Study design and data collection

Data to this retrospective analysis was provided by the registry of the ALWP of the EBMT. The EBMT include more than 600 centres, mainly in Europe, which report all consecutive stem cell transplantations and follow-up once a year. All patients reported to the registry have provided informed consent for the use of their personal data for research purposes. Data collected in a central database are subject to quality control including cross-checking with the national registries and on-site control visits. The study was approved by the ALWP of the EBMT institutional review board and conducted in accordance with the Declaration of Helsinki and Good Clinical Practice guidelines.

Criteria for selection

We enrolled all patients from the EBMT registry who met the following inclusion criteria: 1) diagnosis of Ph- ALL, both BCP-ALL and TCP-ALL, 2) age ≥ 18 years 3) first AHSCT in first CR (CR1) between 1999 and 2020. Transplantations from both peripheral blood and bone marrow as a source of stem cells were allowed.

Statistical analysis

The study endpoints were LFS, OS, RI and NRM. OS was defined as time to death from any cause.
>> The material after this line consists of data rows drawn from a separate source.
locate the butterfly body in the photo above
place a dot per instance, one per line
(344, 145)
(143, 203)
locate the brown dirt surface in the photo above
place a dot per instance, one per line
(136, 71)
LFS was defined as survival with no evidence of relapse or progression. NRM was defined as death from any cause without previous relapse or progression [14]. All events were measured from the time of transplantation. Median, minimum, and maximum values were used for quantitative data; frequencies, and percentages for categorical data [14]. Patients, disease and treatment characteristics were compared between BCP- and TCP-ALL patients. The continuous data were compared using the Mann-Whitney or Kruskal-Wallis test, while the categorical data were compared with the chi-squared or Fisher’s exact test. Kaplan-Meier estimate was used to calculate the probabilities of OS and LFS. The probabilities of RI and NRM were estimated using cumulative incidence curves. Univariate analyses were performed with the log-rank test for LFS and OS. The Gray’s test was used to compare cumulative incidence estimates. Multivariate analysis was performed using a Cox proportional-hazards model which included variables differing significantly (p< 0.05) between the groups, factors known to be associated with outcomes plus a centre frailty effect to take into account the heterogeneity across centres. All tests were two-sided with a type I error rate fixed at 0.05 [14]. Statistical analyses were performed with SPSS 25.0 (IBM Corp., Armonk, NY, USA) and R 4.2.3 (R Core Team (2023). R: A language and environment for statistical computing. R Foundation for Statistical Computing, Vienna, Austria. URL https://www.R-project.org/).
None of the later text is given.